Home

ECLI:NL:TGZCTG:2021:151 Centraal Tuchtcollege voor de Gezondheidszorg 13-08-2021 c2021.019

ECLI:NL:TGZCTG:2021:151 Centraal Tuchtcollege voor de Gezondheidszorg 13-08-2021 c2021.019

Gegevens

Instantie
Centraal Tuchtcollege voor de Gezondheidszorg
Datum uitspraak
13 augustus 2021
Datum publicatie
13 augustus 2021
ECLI
ECLI:NL:TGZCTG:2021:151
Zaaknummer
c2021.019

Inhoudsindicatie

Klacht tegenkinder- en jeugdpsychiater.

Klager is gescheiden en heeft drie kinderen die onder toezicht zijn gesteld. De psychiater is regiebehandelaar van een van hen. Tijdens een behandeling heeft dit kind zich uitgelaten over grensoverschrijdend gedrag van klager. Er volgde een gesprek tussen de moeder, de gezinsvoogd, de psychiater en het kind en een aangifte bij de politie van seksueel misbruik van het kind door klager. Klager verwijt de psychiater dat zij informatie over hem en zijn kinderen heeft gedeeld met de gezinsvoogd, dat zij niet transparant werkt, nu zij de informatie over klager wel heeft geuit naar de gezinsvoogd maar niet met klager heeft gedeeld en dat zij niet naar eer en geweten handelt.Het Regionaal Tuchtcollege heeft de klacht ongegrond verklaard. Het Centraal Tuchtcollege verwerpt het beroep.

Uitspraak

C E N T R A A L T U C H T C O L L E G E

voor de Gezondheidszorg

Beslissing in de zaak onder nummer C2021.019 van:

A., wonende te B., appellant, klager in eerste aanleg,

tegen

C., psychiater, destijds werkzaam te D., beklaagde in beide instanties, gemachtigde: mr. L.A.P. Arends, advocaat te Nijmegen.

1. Verloop van de procedure

A. - hierna klager - heeft op 10 maart 2020 bij het Regionaal Tuchtcollege te Zwolle tegen C. - hierna de psychiater - een klacht ingediend. Bij beslissing van 4 december 2020, onder nummer 037/2020, heeft dat College de klacht kennelijk ongegrond verklaard. Klager is van die beslissing tijdig in beroep gekomen.

De psychiater heeft een verweerschrift in beroep ingediend.

De zaak is in beroep behandeld ter openbare terechtzitting van het Centraal Tuchtcollege van 9 juli 2021, waar klager is verschenen. De psychiater is niet verschenen.

Mr. Arends heeft het Centraal Tuchtcollege voor de terechtzitting in beroep bericht dat de psychiater niet in de gelegenheid is om de zitting bij te wonen (e-mail d.d. 21 mei 2021). Mr. Arends is namens de psychiater verschenen. Op verzoek van de psychiater was ook aanwezig mevrouw E., kinder- en jeugdpsychiater, die desgewenst informatie over de algemene gang van zaken in de organisatie kan melden. Klager heeft spreekaantekeningen overgelegd.

2. Beslissing in eerste aanleg

Het Regionaal Tuchtcollege heeft aan zijn beslissing het volgende ten grondslag gelegd.

“2.DE FEITEN

Op grond van de stukken en het verhandelde ter zitting dient, voor zover van belang voor de beoordeling van de klacht, van het volgende te worden uitgegaan.

Klager is gehuwd geweest en uit dit huwelijk zijn drie zonen geboren: T. (2004),

L. (2006) en N. (2009).

Vanaf zijn vijfde tot aan zijn elfde levensjaar heeft T. een bezoek- c.q. omgangsregeling met klager gehad. Sinds medio 2015 heeft T. geen contact meer met klager.
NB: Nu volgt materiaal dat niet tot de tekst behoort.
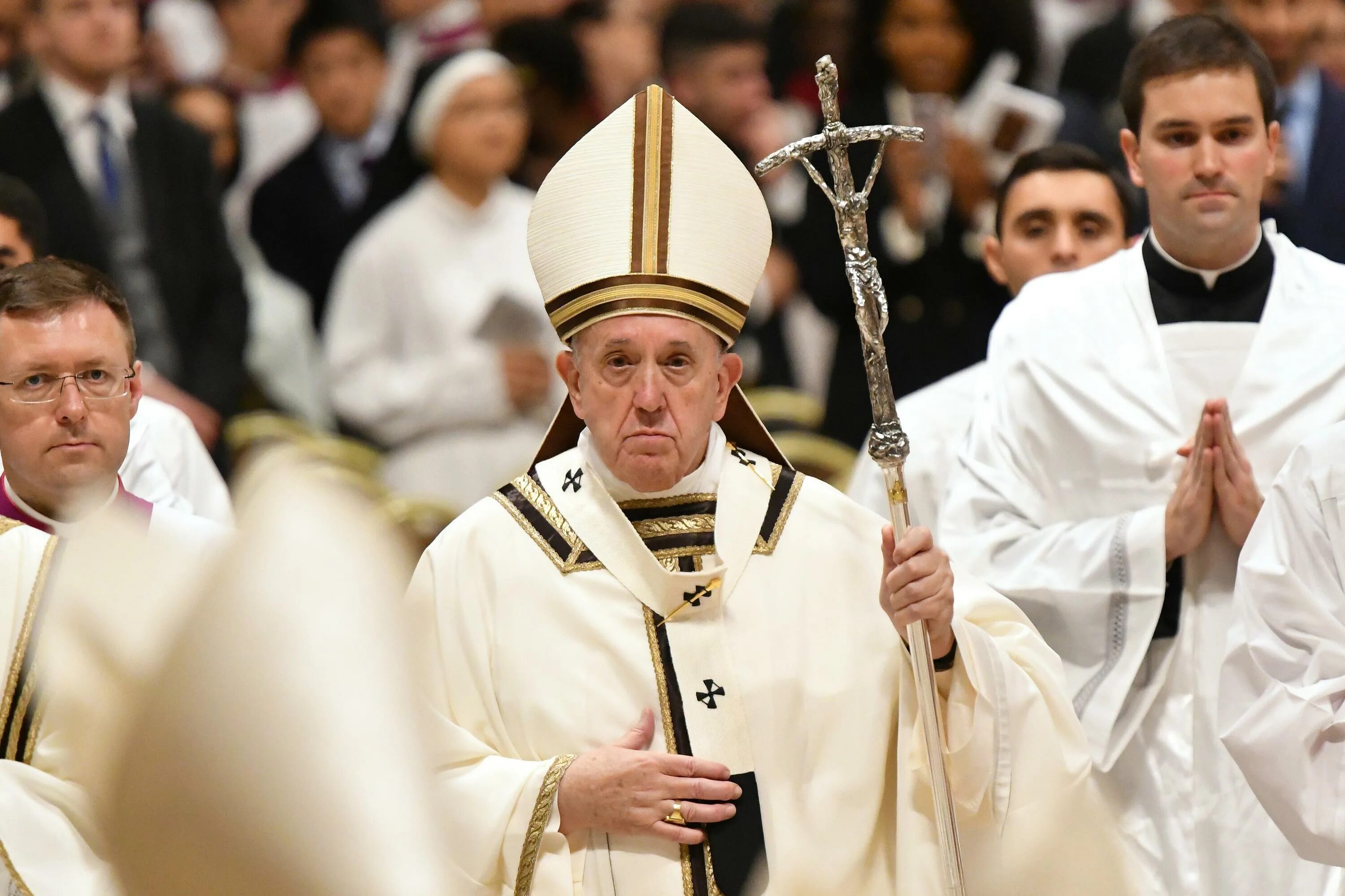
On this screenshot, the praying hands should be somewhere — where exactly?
[1166,398,1262,563]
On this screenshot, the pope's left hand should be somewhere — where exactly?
[878,526,952,659]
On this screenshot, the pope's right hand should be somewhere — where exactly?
[557,709,742,845]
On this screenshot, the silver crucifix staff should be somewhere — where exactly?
[756,56,966,896]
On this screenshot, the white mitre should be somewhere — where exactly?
[527,86,785,464]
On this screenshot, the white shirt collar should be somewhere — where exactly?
[578,424,728,501]
[40,71,136,140]
[4,479,121,536]
[1149,229,1266,289]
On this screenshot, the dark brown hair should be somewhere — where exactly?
[1120,12,1275,136]
[0,258,136,362]
[995,143,1138,238]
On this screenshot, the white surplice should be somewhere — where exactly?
[0,519,116,896]
[0,494,229,896]
[1219,424,1345,865]
[325,176,565,507]
[940,227,1345,896]
[846,362,986,532]
[409,426,1131,896]
[118,395,234,526]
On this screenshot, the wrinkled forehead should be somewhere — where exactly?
[0,297,132,370]
[1141,67,1266,132]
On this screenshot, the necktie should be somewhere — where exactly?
[89,109,121,208]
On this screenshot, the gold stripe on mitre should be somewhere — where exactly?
[546,85,748,346]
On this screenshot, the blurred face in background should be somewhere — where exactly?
[30,0,140,93]
[433,71,527,183]
[986,171,1126,296]
[217,0,304,74]
[1225,0,1326,85]
[378,0,444,22]
[1313,0,1345,86]
[0,299,140,514]
[877,0,972,94]
[667,43,771,147]
[297,31,387,140]
[574,0,659,116]
[0,215,34,270]
[172,86,238,172]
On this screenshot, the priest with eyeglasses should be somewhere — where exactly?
[409,86,1131,896]
[0,258,226,896]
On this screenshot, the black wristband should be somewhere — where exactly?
[933,638,958,671]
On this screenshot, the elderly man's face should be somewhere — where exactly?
[0,300,140,513]
[555,315,742,491]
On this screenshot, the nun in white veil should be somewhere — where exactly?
[325,50,564,507]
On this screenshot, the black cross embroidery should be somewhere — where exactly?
[695,678,724,709]
[682,588,710,607]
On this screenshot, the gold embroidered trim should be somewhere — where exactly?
[0,537,58,759]
[0,834,32,896]
[701,838,724,896]
[617,491,717,510]
[644,602,695,896]
[631,514,714,538]
[514,756,574,896]
[752,464,806,556]
[514,474,584,560]
[644,607,677,756]
[494,474,592,573]
[550,282,746,332]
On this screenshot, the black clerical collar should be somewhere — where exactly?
[1143,233,1275,324]
[1143,233,1275,301]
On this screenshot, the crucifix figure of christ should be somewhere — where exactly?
[756,56,966,896]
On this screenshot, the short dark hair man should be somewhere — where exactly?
[1224,0,1345,262]
[940,15,1345,896]
[0,173,47,270]
[846,144,1135,530]
[659,0,808,386]
[0,258,226,532]
[0,0,247,444]
[985,143,1135,296]
[249,0,391,325]
[0,258,226,896]
[0,184,233,524]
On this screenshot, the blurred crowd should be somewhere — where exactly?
[0,0,1345,507]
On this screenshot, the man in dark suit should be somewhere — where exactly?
[1227,0,1345,262]
[250,0,391,325]
[0,0,247,445]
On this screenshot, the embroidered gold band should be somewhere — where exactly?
[547,281,746,344]
[514,756,574,896]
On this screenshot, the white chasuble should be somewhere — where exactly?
[0,519,117,896]
[409,426,1131,896]
[940,229,1345,896]
[1219,424,1345,865]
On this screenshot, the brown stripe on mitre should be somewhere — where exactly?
[631,90,650,272]
[654,90,672,273]
[546,274,748,344]
[561,299,738,346]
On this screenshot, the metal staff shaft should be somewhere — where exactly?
[756,56,966,896]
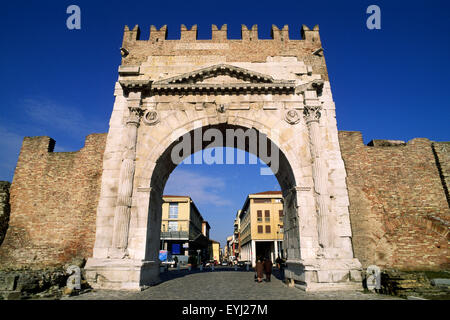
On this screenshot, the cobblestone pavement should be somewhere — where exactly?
[64,267,399,300]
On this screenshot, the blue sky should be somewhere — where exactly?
[0,0,450,246]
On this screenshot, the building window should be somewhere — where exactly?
[253,199,271,203]
[169,202,178,219]
[256,210,262,222]
[264,210,270,222]
[168,221,178,231]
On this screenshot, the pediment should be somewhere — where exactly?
[152,64,295,93]
[154,64,274,85]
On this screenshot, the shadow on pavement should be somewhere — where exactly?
[156,266,284,286]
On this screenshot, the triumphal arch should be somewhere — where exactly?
[86,25,361,290]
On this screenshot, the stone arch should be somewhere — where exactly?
[86,60,360,290]
[141,122,301,260]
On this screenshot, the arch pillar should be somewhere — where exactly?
[285,88,362,291]
[85,91,159,290]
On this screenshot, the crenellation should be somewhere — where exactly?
[211,24,228,42]
[123,25,141,44]
[241,24,258,41]
[301,25,321,44]
[270,24,289,42]
[150,25,168,43]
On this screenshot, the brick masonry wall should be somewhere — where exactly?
[122,26,328,80]
[0,131,450,270]
[0,134,106,269]
[0,181,11,245]
[339,131,450,270]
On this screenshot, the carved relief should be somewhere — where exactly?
[216,104,227,113]
[142,110,160,126]
[285,109,300,125]
[303,106,322,123]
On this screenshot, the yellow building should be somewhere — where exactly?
[239,191,283,266]
[209,240,221,263]
[160,195,210,262]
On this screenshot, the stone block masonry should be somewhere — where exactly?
[339,131,450,270]
[0,181,11,245]
[0,134,106,269]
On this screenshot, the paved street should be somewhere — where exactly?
[64,267,398,300]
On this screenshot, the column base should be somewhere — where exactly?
[285,259,363,291]
[85,258,160,290]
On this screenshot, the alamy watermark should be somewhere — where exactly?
[170,121,280,175]
[366,4,381,30]
[66,4,81,30]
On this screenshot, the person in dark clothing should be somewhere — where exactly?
[255,258,264,283]
[264,258,273,282]
[275,256,284,280]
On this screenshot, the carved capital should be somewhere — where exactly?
[303,106,322,123]
[127,107,144,126]
[142,110,160,126]
[216,104,227,113]
[284,109,300,125]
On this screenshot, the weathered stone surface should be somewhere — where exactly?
[339,131,450,270]
[0,134,106,270]
[0,181,11,245]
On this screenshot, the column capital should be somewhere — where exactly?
[126,107,144,126]
[303,105,322,124]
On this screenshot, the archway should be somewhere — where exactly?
[86,58,360,290]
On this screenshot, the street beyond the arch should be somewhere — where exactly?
[63,266,402,301]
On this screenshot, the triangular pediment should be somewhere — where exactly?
[151,64,295,94]
[154,64,274,85]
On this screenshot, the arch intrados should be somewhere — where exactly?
[150,123,296,194]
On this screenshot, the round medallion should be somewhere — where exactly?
[285,109,300,124]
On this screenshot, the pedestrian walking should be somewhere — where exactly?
[264,257,273,282]
[255,258,264,283]
[275,256,285,280]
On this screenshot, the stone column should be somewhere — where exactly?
[109,92,142,259]
[273,239,278,261]
[250,240,256,267]
[303,90,333,249]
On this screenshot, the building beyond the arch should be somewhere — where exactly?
[0,26,450,290]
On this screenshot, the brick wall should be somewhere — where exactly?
[0,131,450,269]
[122,25,328,80]
[0,134,106,269]
[339,131,450,270]
[0,181,11,245]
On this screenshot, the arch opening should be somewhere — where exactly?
[145,123,299,260]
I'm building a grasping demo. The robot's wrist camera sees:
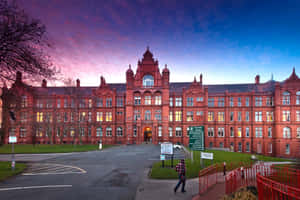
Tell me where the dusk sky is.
[17,0,300,86]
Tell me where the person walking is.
[174,159,186,193]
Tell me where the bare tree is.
[0,0,58,85]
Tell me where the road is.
[0,144,185,200]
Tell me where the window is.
[267,112,273,122]
[20,127,26,137]
[268,143,272,153]
[145,96,151,105]
[145,110,151,120]
[245,97,249,107]
[255,97,262,106]
[21,96,28,108]
[143,75,154,87]
[155,110,161,121]
[186,97,194,106]
[268,127,272,138]
[255,112,262,122]
[169,97,173,107]
[296,110,300,122]
[106,127,112,136]
[96,127,103,137]
[96,112,103,122]
[175,127,182,137]
[169,111,173,122]
[106,98,112,107]
[245,111,250,122]
[133,125,137,137]
[155,96,161,105]
[134,96,141,105]
[207,112,214,122]
[238,112,242,122]
[238,142,242,152]
[207,127,214,137]
[105,112,112,122]
[208,98,215,107]
[246,142,250,152]
[117,97,123,107]
[96,98,103,108]
[296,91,300,105]
[158,126,162,137]
[36,112,43,122]
[175,111,181,122]
[238,97,242,107]
[218,127,225,137]
[283,127,291,138]
[282,91,290,105]
[282,110,291,122]
[266,97,273,106]
[218,98,224,107]
[255,127,262,138]
[169,127,173,137]
[133,110,141,121]
[117,127,123,136]
[285,144,290,154]
[218,112,225,122]
[230,112,234,122]
[64,99,68,108]
[238,127,242,137]
[246,127,250,137]
[186,111,194,122]
[230,127,234,137]
[229,97,234,107]
[175,97,182,107]
[296,127,300,138]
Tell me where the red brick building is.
[2,49,300,157]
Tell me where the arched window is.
[283,127,291,138]
[282,91,290,105]
[296,91,300,105]
[143,75,154,87]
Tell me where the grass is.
[0,144,112,154]
[0,162,26,181]
[150,150,287,179]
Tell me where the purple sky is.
[17,0,300,86]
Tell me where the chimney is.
[200,73,202,85]
[255,75,259,84]
[42,79,47,87]
[16,71,22,83]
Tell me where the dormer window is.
[143,75,154,87]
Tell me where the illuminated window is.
[36,112,43,122]
[175,111,181,122]
[267,112,273,122]
[143,75,154,87]
[208,112,214,122]
[218,112,225,122]
[105,112,112,122]
[155,96,161,105]
[283,127,291,138]
[282,110,291,122]
[145,96,151,105]
[282,91,290,105]
[207,127,214,137]
[96,112,103,122]
[186,111,194,122]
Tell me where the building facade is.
[2,49,300,157]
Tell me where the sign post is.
[8,136,17,170]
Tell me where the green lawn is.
[0,144,112,154]
[150,150,286,179]
[0,162,26,181]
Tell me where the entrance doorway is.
[144,127,152,142]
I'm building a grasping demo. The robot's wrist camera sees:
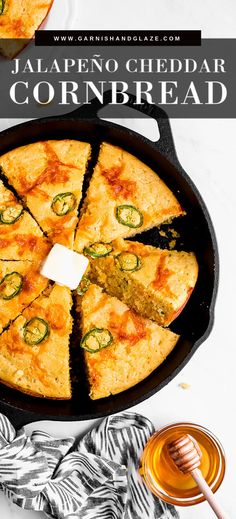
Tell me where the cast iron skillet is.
[0,92,219,427]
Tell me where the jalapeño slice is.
[0,272,23,301]
[0,204,24,225]
[84,242,112,258]
[51,193,76,216]
[76,276,90,296]
[116,205,143,229]
[115,252,142,272]
[80,328,113,353]
[23,317,49,346]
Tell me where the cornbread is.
[0,140,91,248]
[75,142,184,252]
[0,0,53,58]
[0,260,48,333]
[0,181,51,261]
[0,285,72,399]
[78,284,179,400]
[90,239,198,326]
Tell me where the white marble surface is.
[0,0,236,519]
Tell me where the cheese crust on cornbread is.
[0,0,53,58]
[75,142,184,252]
[0,139,91,248]
[78,284,179,400]
[0,181,51,261]
[0,260,48,333]
[90,239,198,326]
[0,285,72,399]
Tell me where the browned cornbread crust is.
[0,260,48,333]
[75,142,184,251]
[79,284,179,400]
[0,0,53,58]
[0,285,72,399]
[0,139,91,248]
[0,181,51,261]
[90,239,198,326]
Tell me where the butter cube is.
[40,243,89,290]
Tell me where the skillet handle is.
[71,90,181,168]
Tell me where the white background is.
[0,0,236,519]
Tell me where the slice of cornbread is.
[0,285,72,399]
[0,139,91,248]
[78,284,179,400]
[0,0,53,58]
[0,181,51,261]
[75,142,184,251]
[0,260,48,333]
[90,239,198,326]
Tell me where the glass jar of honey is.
[140,423,225,506]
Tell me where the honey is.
[140,423,225,506]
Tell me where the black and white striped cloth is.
[0,412,179,519]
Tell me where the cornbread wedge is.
[78,284,179,400]
[0,0,53,58]
[0,285,72,399]
[88,239,198,326]
[0,140,91,248]
[0,260,48,333]
[0,181,51,261]
[75,142,184,252]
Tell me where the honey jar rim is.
[141,422,226,506]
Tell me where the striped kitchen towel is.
[0,412,179,519]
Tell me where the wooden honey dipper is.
[167,434,228,519]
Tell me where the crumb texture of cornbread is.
[0,0,53,58]
[0,285,72,399]
[78,284,179,400]
[0,260,48,333]
[0,139,91,248]
[75,142,185,252]
[90,239,198,326]
[0,180,51,261]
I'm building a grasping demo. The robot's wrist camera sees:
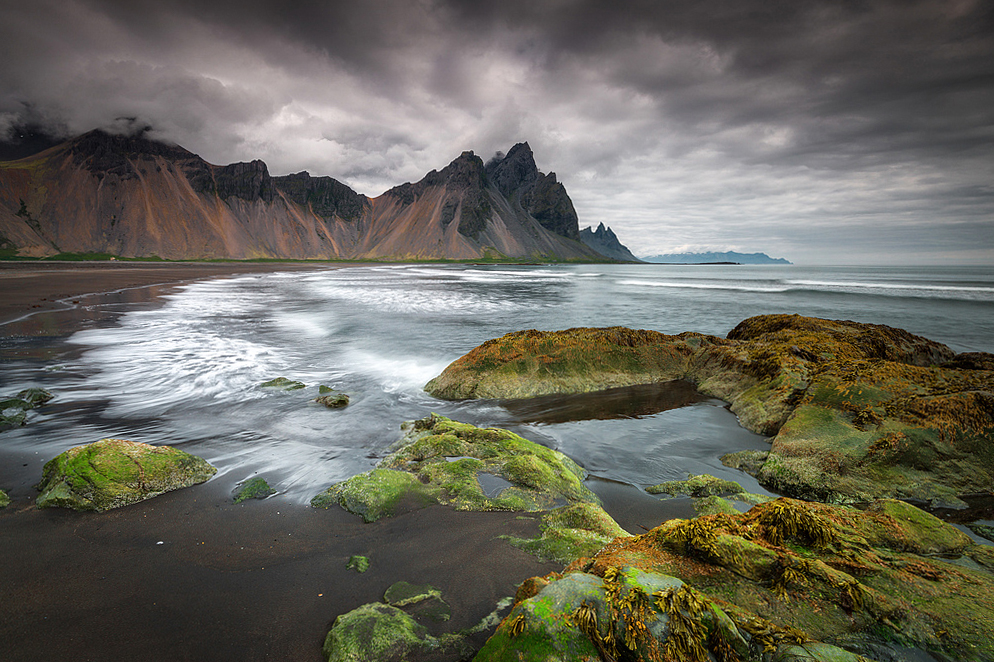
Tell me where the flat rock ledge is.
[35,439,217,511]
[425,315,994,507]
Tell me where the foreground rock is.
[425,327,723,400]
[474,498,994,662]
[311,414,597,522]
[36,439,217,511]
[0,388,54,432]
[323,582,511,662]
[425,315,994,507]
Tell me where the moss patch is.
[502,503,630,563]
[345,554,369,574]
[36,439,217,510]
[231,476,276,503]
[311,469,438,522]
[425,315,994,506]
[259,377,307,391]
[645,474,743,497]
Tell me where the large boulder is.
[496,498,994,662]
[425,327,724,400]
[311,414,597,522]
[425,315,994,507]
[35,439,217,511]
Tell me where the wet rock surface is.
[35,439,217,511]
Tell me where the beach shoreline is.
[0,262,561,662]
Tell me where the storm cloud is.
[0,0,994,264]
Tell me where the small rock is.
[232,476,276,503]
[345,554,369,574]
[259,377,307,391]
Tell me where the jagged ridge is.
[0,130,604,260]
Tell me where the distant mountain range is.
[0,130,635,261]
[580,223,640,262]
[642,251,792,264]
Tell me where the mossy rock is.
[425,327,724,400]
[502,503,631,564]
[383,581,452,622]
[345,554,369,575]
[425,315,994,507]
[645,474,743,497]
[966,523,994,542]
[259,377,307,391]
[314,391,349,409]
[311,414,597,521]
[565,498,994,661]
[231,476,276,503]
[322,603,439,662]
[14,388,55,408]
[35,439,217,511]
[311,469,439,522]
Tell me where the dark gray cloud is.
[0,0,994,263]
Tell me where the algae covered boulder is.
[231,476,276,503]
[322,603,438,662]
[425,327,724,400]
[540,498,994,661]
[0,388,54,432]
[36,439,217,511]
[425,315,994,508]
[504,503,631,563]
[311,414,597,522]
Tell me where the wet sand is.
[0,261,347,324]
[0,263,560,662]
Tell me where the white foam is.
[617,279,791,293]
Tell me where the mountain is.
[580,223,641,262]
[642,251,792,264]
[0,130,604,260]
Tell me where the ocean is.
[0,264,994,515]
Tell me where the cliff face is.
[580,223,641,262]
[0,131,603,260]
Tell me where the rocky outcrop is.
[474,498,994,662]
[0,131,603,261]
[425,315,994,507]
[425,327,724,400]
[35,439,217,511]
[580,223,641,262]
[311,414,597,522]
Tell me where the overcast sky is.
[0,0,994,264]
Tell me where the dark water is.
[0,265,994,517]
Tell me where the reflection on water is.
[0,265,994,524]
[500,379,717,424]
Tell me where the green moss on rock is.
[36,439,217,511]
[312,414,597,521]
[345,554,369,574]
[259,377,307,391]
[322,603,439,662]
[232,476,276,503]
[425,327,723,400]
[425,315,994,507]
[503,503,631,563]
[311,469,438,522]
[314,386,349,409]
[645,474,743,497]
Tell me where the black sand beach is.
[0,263,559,662]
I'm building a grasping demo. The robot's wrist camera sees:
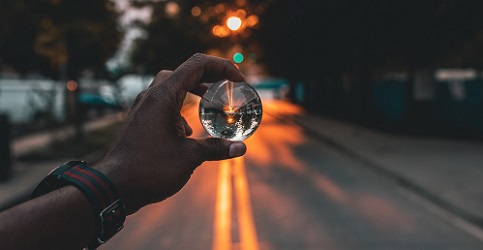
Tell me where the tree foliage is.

Beklaagde, werkzaam als kinder- en jeugdpsychiater bij F. te D., is regie-behandelaar van T. F. is een academisch centrum voor kinder- en jeugd-psychiatrie. Kinderen en jongeren van 0-18 jaar kunnen bij F. terecht voor diagnostiek en behandeling van ADHD, autisme, depressie, angst- en dwangstoor-nissen, gedragsstoornissen, psychose en andere psychiatrische problematiek.

In de beschikking van 21 september 2017 is klager ontheven uit het ouderlijk gezag. Sindsdien wordt het ouderlijk gezag over T., L. en N. alleen door moeder uitgeoefend.

Bij beschikking van 12 februari 2019 zijn T., L. en N. onder toezicht gesteld tot

12 november 2019, welke ondertoezichtstelling daarna tot 12 mei 2020 is verlengd. De ondertoezichtstelling wordt uitgevoerd door een gezinsvoogd (thans: jeugdbeschermer) van Samen Veilig Midden-Nederland, waarvan SAVE een onderdeel is. SAVE komt in beeld als er zorgen zijn over de veiligheid of ontwikkeling van een kind.

In de beschikking van 11 maart 2019 heeft de kinderrechter de volgende omgangsregeling tussen klager en L. en N. vastgesteld: eens in de twee weken van zaterdag 17:00 uur tot zondag 17:00 uur.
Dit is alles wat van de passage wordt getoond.